Not long thereafter, the spaceship returns to Stanley’s backyard, but instead of Stanley crawling out from the spaceship, it is a small martian (that looks suspiciously like Stanley). The martian explains to Stanley’s dad and brother that things are done differently on Mars than on Earth. But martian Stanley soon comes to realize that martians and earthlings are maybe not different after all.

“Good Morning, Neighbor” by Davide Cali, illustrated by Maria Dek, Princeton Architectural Press, 2018, 44 pages, $17.95 hardcover

Read aloud: age 3 – 7.

Read yourself: age 7 – 8.

“A mouse wanted to make an omelet. To make an omelet the mouse needed an egg, but he didn’t have one.”

The mouse decided he would ask his neighbor, Blackbird, for an egg. Blackbird doesn’t have an egg, but instead offered flour and told Mouse that if they could find an egg, they could make a cake. Mouse and Blackbird continued their search, one neighbor after another, looking for an egg, and each neighbor offered another ingredient needed to make a cake, but still, no egg.
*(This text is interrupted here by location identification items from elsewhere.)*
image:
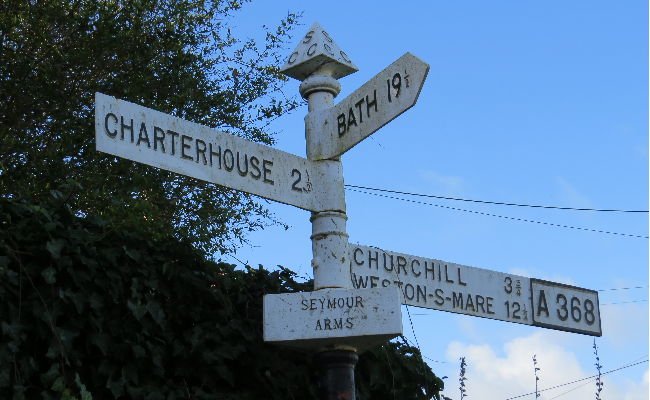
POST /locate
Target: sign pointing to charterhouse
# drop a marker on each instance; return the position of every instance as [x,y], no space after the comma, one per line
[150,137]
[380,100]
[439,285]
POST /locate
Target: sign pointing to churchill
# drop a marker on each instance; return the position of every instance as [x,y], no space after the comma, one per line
[439,285]
[380,100]
[150,137]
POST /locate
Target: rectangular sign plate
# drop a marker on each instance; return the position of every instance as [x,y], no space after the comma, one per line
[324,318]
[440,285]
[333,131]
[150,137]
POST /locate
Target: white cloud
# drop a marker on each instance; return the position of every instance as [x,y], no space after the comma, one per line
[493,377]
[572,196]
[444,185]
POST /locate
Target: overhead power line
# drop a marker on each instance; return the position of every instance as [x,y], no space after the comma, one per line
[492,202]
[498,216]
[579,380]
[634,287]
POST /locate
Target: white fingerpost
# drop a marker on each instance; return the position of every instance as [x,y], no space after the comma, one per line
[318,62]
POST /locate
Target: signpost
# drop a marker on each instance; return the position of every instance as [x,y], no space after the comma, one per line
[439,285]
[150,137]
[380,100]
[357,289]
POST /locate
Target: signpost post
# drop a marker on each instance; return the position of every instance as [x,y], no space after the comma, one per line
[357,289]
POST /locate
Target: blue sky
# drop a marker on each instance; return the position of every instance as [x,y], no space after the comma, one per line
[525,102]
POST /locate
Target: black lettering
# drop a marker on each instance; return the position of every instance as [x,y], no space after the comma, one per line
[225,160]
[218,154]
[489,305]
[109,133]
[255,164]
[354,255]
[470,303]
[239,170]
[185,146]
[358,105]
[406,291]
[440,300]
[145,138]
[480,300]
[447,276]
[351,119]
[541,304]
[413,270]
[370,259]
[457,300]
[201,151]
[174,136]
[360,283]
[341,124]
[266,170]
[158,139]
[427,270]
[422,292]
[371,103]
[401,263]
[391,262]
[460,282]
[124,126]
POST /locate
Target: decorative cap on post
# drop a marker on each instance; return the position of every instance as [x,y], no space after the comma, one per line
[317,53]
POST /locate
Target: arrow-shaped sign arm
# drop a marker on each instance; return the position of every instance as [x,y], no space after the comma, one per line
[333,131]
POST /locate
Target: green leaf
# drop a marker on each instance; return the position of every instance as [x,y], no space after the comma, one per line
[156,312]
[54,246]
[139,310]
[101,340]
[13,330]
[58,385]
[49,275]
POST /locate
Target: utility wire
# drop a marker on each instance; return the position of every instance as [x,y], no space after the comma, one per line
[625,302]
[579,380]
[491,202]
[635,287]
[500,216]
[588,382]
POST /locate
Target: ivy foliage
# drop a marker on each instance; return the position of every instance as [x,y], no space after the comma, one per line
[91,310]
[179,57]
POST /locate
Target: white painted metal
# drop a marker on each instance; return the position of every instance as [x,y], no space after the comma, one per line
[564,307]
[332,318]
[317,53]
[394,90]
[440,285]
[140,134]
[329,247]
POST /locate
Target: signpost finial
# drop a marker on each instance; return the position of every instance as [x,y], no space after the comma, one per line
[318,53]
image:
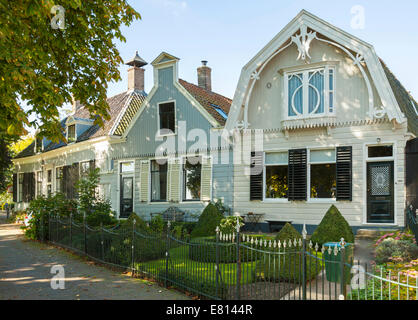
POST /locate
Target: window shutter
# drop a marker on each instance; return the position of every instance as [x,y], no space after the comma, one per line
[14,187]
[173,180]
[144,181]
[297,174]
[206,179]
[256,176]
[344,173]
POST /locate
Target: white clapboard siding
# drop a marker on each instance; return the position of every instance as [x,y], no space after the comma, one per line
[144,177]
[173,180]
[206,180]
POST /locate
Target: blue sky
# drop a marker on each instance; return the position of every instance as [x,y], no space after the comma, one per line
[229,33]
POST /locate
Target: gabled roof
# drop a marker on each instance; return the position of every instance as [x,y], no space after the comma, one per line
[405,100]
[209,100]
[118,110]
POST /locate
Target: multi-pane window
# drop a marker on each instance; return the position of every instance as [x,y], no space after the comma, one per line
[39,177]
[84,168]
[323,174]
[21,187]
[58,179]
[49,183]
[192,170]
[167,118]
[71,133]
[310,93]
[159,180]
[276,171]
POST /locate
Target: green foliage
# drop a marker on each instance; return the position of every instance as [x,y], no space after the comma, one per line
[43,66]
[208,221]
[390,249]
[332,228]
[288,232]
[228,224]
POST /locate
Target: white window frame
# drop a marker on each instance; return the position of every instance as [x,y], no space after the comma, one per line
[128,175]
[182,162]
[282,200]
[305,88]
[159,134]
[308,182]
[150,182]
[36,183]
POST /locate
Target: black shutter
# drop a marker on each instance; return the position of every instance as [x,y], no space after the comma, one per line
[297,174]
[344,173]
[256,178]
[14,187]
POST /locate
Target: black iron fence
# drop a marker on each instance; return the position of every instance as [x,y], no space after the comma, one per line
[233,266]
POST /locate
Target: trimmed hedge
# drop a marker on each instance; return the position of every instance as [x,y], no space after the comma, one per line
[208,221]
[332,228]
[288,232]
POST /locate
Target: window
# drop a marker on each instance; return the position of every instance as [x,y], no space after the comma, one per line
[49,183]
[59,187]
[167,118]
[276,171]
[71,136]
[21,187]
[192,170]
[39,177]
[84,168]
[310,93]
[380,151]
[127,167]
[323,174]
[159,180]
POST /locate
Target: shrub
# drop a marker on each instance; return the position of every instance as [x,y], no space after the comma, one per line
[208,221]
[332,228]
[390,249]
[228,225]
[288,232]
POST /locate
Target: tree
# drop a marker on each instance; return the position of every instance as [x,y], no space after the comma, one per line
[53,52]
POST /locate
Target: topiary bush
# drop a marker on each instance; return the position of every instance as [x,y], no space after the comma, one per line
[210,218]
[288,232]
[332,228]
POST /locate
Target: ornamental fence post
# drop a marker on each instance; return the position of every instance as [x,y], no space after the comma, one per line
[85,232]
[304,253]
[102,240]
[71,230]
[238,262]
[133,247]
[217,262]
[343,288]
[166,253]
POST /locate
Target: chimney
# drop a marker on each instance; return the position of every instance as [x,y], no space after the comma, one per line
[136,73]
[204,78]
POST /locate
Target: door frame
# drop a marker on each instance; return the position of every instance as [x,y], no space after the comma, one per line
[119,178]
[366,160]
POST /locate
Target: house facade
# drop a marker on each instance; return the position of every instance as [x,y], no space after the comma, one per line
[154,152]
[328,124]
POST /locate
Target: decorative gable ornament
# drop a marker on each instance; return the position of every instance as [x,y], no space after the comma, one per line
[303,42]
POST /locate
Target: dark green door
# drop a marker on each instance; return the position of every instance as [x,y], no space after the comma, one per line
[126,197]
[380,192]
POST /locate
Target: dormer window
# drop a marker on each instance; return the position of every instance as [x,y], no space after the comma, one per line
[167,118]
[71,133]
[310,93]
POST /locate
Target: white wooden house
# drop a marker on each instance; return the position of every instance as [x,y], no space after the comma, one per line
[334,124]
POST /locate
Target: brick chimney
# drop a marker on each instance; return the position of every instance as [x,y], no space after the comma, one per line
[204,78]
[136,73]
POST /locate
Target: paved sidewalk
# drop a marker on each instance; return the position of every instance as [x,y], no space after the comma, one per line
[25,274]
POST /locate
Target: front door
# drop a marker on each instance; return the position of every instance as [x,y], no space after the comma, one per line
[126,196]
[380,192]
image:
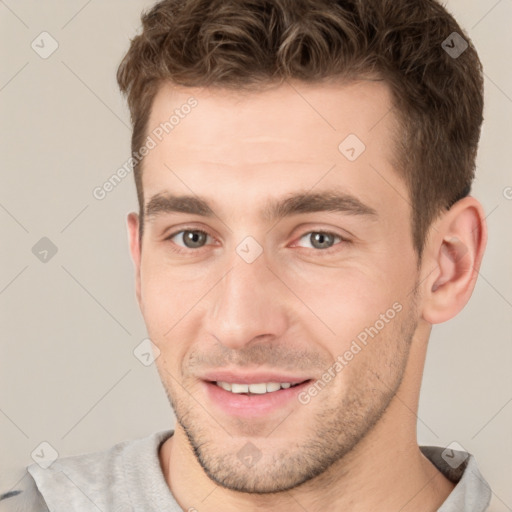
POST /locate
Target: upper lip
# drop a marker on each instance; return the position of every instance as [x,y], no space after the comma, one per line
[251,378]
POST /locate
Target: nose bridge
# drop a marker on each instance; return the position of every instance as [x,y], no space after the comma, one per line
[246,304]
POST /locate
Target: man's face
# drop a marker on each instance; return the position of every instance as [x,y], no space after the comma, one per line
[264,296]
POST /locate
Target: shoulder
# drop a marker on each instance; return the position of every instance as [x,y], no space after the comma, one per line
[24,497]
[103,480]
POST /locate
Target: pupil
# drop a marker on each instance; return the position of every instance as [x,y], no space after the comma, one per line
[194,239]
[319,239]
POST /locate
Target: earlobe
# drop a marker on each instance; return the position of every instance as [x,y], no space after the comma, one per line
[456,248]
[135,250]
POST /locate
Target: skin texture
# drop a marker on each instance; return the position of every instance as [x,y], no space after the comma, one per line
[296,308]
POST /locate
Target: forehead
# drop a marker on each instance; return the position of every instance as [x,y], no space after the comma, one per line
[263,143]
[279,120]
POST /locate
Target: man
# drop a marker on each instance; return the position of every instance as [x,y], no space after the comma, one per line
[303,171]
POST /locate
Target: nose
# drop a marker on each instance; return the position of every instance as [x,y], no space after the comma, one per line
[247,304]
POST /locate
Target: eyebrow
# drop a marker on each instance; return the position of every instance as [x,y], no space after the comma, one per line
[275,209]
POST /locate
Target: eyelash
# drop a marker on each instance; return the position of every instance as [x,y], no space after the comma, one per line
[180,250]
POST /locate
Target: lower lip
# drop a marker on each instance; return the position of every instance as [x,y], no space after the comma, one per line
[236,404]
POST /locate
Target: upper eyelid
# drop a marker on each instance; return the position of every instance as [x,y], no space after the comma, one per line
[201,230]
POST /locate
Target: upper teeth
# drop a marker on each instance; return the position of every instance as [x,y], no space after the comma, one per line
[260,388]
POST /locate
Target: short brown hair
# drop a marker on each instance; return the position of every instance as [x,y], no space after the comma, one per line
[249,44]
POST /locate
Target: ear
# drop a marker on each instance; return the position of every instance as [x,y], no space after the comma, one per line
[135,250]
[454,250]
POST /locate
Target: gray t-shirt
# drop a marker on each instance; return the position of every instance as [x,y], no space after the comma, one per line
[128,478]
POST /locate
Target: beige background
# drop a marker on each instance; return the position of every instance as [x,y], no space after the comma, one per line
[68,375]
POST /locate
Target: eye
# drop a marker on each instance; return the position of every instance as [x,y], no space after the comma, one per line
[190,238]
[321,240]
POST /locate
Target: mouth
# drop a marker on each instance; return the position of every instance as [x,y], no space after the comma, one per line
[258,388]
[258,398]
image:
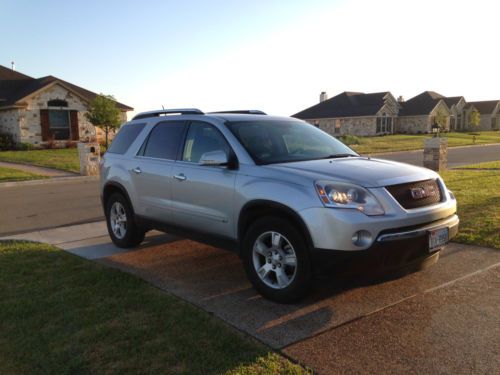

At long last, an egg was found, all the ingredients were mixed together, and a neighbor’s oven was used to bake the delicious treat. But when the cake was done and it was time to slice it into a piece for everyone, how should they divide the cake?

A charming story of friendship, cooperation, and fairness (with a wee bit of math tossed in), Good Morning, Neighbor is a lovely look at being good to one another.